Comment 13 GLSAMaker/CVETool Bot gentoo-dev 2012-03-06 01:32:18 UTC
This issue was resolved and addressed in
 GLSA 201203-03 at
by GLSA coordinator Sean Amoss (ackle).
Comment 14 GLSAMaker/CVETool Bot gentoo-dev 2012-06-15 18:49:17 UTC
CVE-2012-1054 (
  Puppet 2.6.x before 2.6.14 and 2.7.x before 2.7.11, and Puppet Enterprise
  (PE) Users 1.0, 1.1, 1.2.x, 2.0.x before 2.0.3, when managing a user login
  file with the k5login resource type, allows local users to gain privileges
  via a symlink attack on .k5login.

CVE-2012-1053 (
  The change_user method in the SUIDManager (lib/puppet/util/suidmanager.rb)

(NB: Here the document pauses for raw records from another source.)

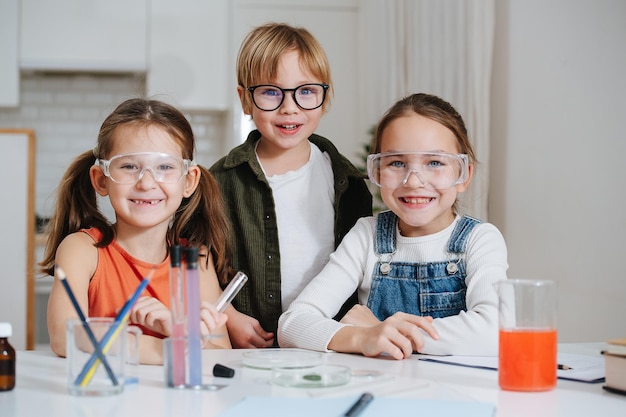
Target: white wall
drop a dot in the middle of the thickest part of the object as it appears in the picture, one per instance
(558, 155)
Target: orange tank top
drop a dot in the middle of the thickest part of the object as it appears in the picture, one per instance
(117, 276)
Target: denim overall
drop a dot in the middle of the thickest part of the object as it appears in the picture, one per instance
(435, 289)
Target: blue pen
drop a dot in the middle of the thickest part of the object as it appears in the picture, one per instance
(121, 318)
(83, 319)
(360, 404)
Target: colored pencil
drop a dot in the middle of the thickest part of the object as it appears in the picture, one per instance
(83, 319)
(122, 318)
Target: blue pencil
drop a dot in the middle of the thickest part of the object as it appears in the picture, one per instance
(88, 370)
(83, 319)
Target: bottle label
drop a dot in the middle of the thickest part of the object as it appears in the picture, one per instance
(7, 367)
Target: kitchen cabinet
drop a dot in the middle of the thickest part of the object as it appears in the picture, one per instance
(84, 35)
(17, 173)
(9, 70)
(189, 47)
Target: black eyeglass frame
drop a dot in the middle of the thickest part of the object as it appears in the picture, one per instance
(325, 87)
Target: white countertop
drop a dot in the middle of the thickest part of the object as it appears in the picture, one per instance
(41, 388)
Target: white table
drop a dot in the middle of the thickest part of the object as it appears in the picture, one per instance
(41, 389)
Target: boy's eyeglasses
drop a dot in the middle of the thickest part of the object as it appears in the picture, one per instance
(269, 97)
(130, 167)
(438, 169)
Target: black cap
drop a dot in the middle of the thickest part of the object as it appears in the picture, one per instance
(191, 256)
(223, 371)
(175, 256)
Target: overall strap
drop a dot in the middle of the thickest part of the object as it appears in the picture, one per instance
(460, 234)
(385, 242)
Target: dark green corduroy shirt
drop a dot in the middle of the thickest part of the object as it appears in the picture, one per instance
(250, 206)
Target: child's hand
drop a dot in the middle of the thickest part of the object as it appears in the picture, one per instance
(246, 332)
(360, 315)
(399, 336)
(152, 314)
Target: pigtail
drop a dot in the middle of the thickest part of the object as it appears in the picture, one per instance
(201, 220)
(76, 208)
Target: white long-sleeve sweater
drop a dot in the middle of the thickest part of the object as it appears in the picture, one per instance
(308, 322)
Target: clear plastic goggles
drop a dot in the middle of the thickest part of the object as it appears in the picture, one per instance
(438, 169)
(130, 167)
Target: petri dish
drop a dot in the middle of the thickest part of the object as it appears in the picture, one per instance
(281, 358)
(321, 376)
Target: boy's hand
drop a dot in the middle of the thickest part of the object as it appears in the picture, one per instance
(246, 332)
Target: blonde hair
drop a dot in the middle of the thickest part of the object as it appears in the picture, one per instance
(261, 50)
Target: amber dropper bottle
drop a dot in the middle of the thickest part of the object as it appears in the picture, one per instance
(7, 358)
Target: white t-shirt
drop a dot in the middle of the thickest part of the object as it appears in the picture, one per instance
(308, 322)
(304, 201)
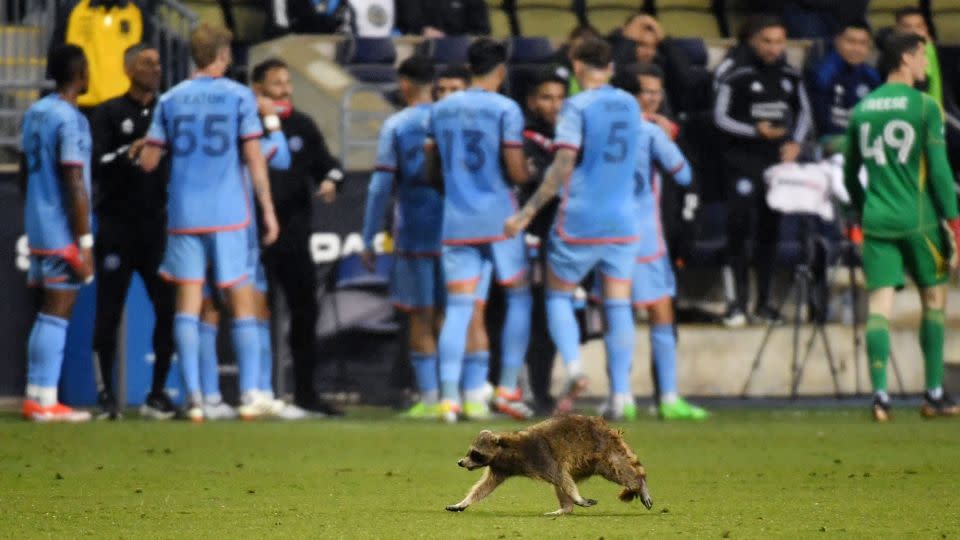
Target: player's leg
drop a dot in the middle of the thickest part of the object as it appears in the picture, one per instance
(925, 261)
(510, 263)
(47, 341)
(114, 268)
(567, 265)
(184, 263)
(884, 271)
(462, 266)
(157, 404)
(475, 378)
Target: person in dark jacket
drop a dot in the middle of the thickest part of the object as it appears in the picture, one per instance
(130, 206)
(763, 112)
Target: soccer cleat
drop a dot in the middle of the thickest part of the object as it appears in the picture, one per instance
(448, 412)
(682, 410)
(108, 409)
(577, 385)
(57, 412)
(476, 410)
(158, 406)
(945, 406)
(881, 410)
(421, 411)
(511, 404)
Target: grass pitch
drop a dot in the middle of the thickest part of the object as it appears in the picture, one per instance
(743, 474)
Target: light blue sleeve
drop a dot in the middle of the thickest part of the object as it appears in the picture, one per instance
(668, 155)
(512, 126)
(381, 184)
(274, 147)
(569, 128)
(69, 140)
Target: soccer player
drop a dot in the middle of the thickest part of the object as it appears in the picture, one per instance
(416, 281)
(277, 152)
(897, 133)
(596, 226)
(210, 125)
(56, 168)
(475, 135)
(654, 285)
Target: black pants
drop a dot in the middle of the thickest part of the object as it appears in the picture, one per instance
(121, 249)
(293, 271)
(752, 227)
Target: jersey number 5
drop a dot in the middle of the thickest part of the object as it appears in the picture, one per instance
(897, 135)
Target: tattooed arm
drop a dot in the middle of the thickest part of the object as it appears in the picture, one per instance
(557, 173)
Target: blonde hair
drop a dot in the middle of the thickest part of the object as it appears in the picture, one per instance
(206, 41)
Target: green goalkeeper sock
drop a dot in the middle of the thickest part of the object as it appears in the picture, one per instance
(878, 350)
(931, 342)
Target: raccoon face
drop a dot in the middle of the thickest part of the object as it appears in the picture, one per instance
(482, 452)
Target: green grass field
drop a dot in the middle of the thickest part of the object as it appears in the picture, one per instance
(744, 474)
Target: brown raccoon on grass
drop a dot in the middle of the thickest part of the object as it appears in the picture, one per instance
(561, 451)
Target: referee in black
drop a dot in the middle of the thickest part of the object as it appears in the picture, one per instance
(130, 206)
(313, 172)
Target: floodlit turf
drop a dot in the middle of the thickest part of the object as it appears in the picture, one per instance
(742, 474)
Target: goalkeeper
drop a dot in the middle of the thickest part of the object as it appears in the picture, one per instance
(897, 133)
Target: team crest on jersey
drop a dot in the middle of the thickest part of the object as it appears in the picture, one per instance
(295, 143)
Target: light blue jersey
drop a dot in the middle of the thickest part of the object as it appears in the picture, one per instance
(654, 149)
(419, 210)
(54, 133)
(202, 122)
(470, 129)
(597, 204)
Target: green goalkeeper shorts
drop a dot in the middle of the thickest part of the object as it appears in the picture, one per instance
(924, 256)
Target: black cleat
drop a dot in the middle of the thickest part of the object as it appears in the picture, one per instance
(108, 409)
(881, 410)
(945, 406)
(158, 407)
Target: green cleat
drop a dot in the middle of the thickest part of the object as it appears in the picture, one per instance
(681, 410)
(422, 411)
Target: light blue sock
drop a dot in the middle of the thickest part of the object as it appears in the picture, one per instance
(246, 345)
(45, 350)
(209, 371)
(564, 329)
(476, 369)
(663, 347)
(425, 371)
(516, 336)
(453, 343)
(266, 356)
(619, 342)
(186, 336)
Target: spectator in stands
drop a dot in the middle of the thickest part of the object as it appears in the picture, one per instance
(104, 29)
(842, 78)
(288, 261)
(439, 18)
(911, 20)
(763, 112)
(544, 100)
(130, 206)
(452, 79)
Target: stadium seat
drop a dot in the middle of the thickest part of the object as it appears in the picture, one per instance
(548, 18)
(446, 50)
(688, 18)
(529, 50)
(946, 20)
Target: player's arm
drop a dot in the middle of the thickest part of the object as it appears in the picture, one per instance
(514, 161)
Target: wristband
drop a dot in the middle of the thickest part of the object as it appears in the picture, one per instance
(85, 241)
(271, 122)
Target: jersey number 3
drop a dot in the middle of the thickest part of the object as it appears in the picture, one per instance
(897, 135)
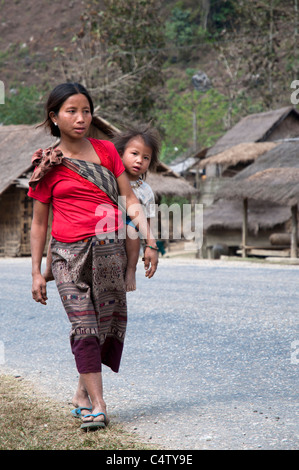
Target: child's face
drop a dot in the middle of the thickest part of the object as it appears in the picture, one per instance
(136, 158)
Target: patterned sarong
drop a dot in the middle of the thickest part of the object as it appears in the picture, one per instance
(90, 279)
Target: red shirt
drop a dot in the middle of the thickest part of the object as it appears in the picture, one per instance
(80, 208)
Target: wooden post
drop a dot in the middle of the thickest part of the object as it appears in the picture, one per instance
(244, 227)
(294, 234)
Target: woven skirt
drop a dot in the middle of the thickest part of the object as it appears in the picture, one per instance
(89, 275)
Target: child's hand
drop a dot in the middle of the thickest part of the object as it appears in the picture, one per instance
(150, 261)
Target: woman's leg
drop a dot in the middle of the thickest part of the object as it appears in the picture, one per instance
(81, 398)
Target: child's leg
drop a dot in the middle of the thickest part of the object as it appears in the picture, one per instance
(132, 249)
(48, 275)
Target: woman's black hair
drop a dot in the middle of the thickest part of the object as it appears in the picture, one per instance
(56, 99)
(150, 136)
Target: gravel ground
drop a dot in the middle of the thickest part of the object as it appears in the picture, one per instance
(211, 357)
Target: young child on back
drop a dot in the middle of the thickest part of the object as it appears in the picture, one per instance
(139, 150)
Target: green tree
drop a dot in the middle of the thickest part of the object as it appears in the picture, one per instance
(118, 57)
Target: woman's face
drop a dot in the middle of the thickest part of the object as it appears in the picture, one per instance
(74, 117)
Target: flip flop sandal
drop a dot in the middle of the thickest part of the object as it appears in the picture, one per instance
(76, 412)
(94, 424)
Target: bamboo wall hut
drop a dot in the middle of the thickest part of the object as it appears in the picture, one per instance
(252, 211)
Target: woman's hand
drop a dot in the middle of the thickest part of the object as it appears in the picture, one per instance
(39, 289)
(150, 261)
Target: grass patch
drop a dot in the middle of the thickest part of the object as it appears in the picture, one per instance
(30, 422)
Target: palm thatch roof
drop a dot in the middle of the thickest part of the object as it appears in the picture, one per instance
(163, 183)
(244, 152)
(257, 128)
(271, 185)
(19, 142)
(286, 154)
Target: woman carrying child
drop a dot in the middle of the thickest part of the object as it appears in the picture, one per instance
(139, 149)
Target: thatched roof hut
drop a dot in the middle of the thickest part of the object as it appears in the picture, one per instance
(272, 179)
(272, 125)
(276, 185)
(18, 143)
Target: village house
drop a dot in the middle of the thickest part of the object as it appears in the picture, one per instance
(255, 211)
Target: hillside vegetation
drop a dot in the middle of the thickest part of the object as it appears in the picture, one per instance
(141, 60)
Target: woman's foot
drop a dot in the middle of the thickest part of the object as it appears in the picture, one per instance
(96, 419)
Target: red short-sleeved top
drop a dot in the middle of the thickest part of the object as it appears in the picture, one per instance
(80, 208)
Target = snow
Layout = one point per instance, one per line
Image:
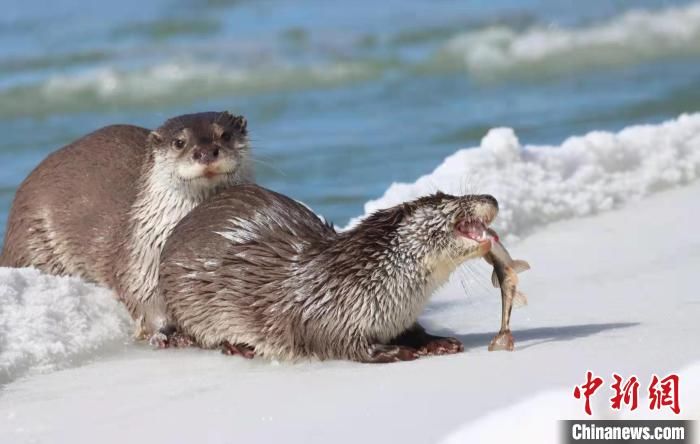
(48, 323)
(536, 185)
(612, 289)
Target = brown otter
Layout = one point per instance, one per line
(258, 273)
(102, 207)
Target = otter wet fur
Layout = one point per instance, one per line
(257, 273)
(102, 207)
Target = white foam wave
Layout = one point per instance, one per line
(634, 35)
(536, 185)
(49, 322)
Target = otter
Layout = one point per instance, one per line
(257, 273)
(102, 207)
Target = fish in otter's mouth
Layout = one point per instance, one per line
(473, 229)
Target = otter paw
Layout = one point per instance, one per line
(173, 340)
(243, 350)
(383, 354)
(180, 340)
(502, 341)
(441, 346)
(159, 340)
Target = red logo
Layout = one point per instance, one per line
(662, 392)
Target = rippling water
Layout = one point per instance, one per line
(342, 99)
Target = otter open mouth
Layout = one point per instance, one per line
(474, 230)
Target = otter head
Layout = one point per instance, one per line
(446, 230)
(202, 150)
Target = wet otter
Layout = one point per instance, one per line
(102, 207)
(258, 273)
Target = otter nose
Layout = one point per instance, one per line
(206, 155)
(489, 199)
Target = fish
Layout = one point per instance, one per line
(505, 277)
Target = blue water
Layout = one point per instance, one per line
(342, 98)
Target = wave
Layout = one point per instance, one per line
(49, 322)
(633, 36)
(536, 185)
(171, 83)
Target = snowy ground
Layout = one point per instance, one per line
(613, 292)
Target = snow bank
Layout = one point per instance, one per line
(48, 322)
(536, 185)
(630, 37)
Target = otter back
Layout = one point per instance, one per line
(68, 212)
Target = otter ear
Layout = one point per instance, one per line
(154, 138)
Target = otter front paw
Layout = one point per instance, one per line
(243, 350)
(502, 341)
(441, 346)
(383, 354)
(172, 340)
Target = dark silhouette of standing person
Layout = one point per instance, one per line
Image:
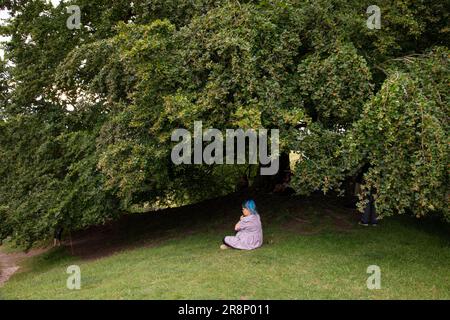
(369, 215)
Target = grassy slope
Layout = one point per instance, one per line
(312, 251)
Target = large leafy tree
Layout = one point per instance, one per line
(87, 114)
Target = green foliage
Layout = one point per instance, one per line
(403, 132)
(87, 114)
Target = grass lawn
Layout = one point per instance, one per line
(313, 250)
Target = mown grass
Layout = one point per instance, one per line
(414, 259)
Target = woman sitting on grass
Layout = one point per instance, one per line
(249, 230)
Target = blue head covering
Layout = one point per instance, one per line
(250, 205)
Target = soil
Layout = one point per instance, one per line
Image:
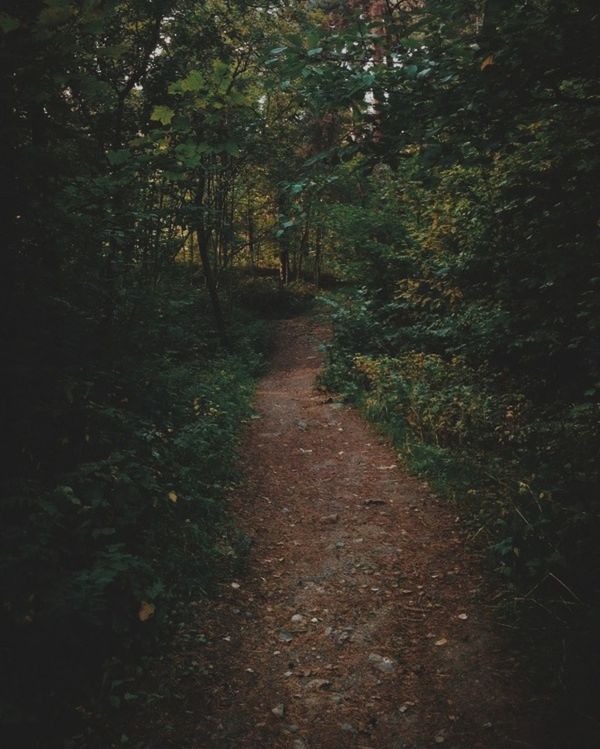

  in Puppet 2.6.x before 2.6.14 and 2.7.x before 2.7.11, and Puppet Enterprise
  (PE) Users 1.0, 1.1, 1.2.x, 2.0.x before 2.0.3 does not properly manage
  group privileges, which allows local users to gain privileges via vectors
  relate to (1) the change_user not dropping supplementary groups in certain
  conditions, (2) changes to the eguid without associated changes to the egid,
  or (3) the addition of the real gid to supplementary groups.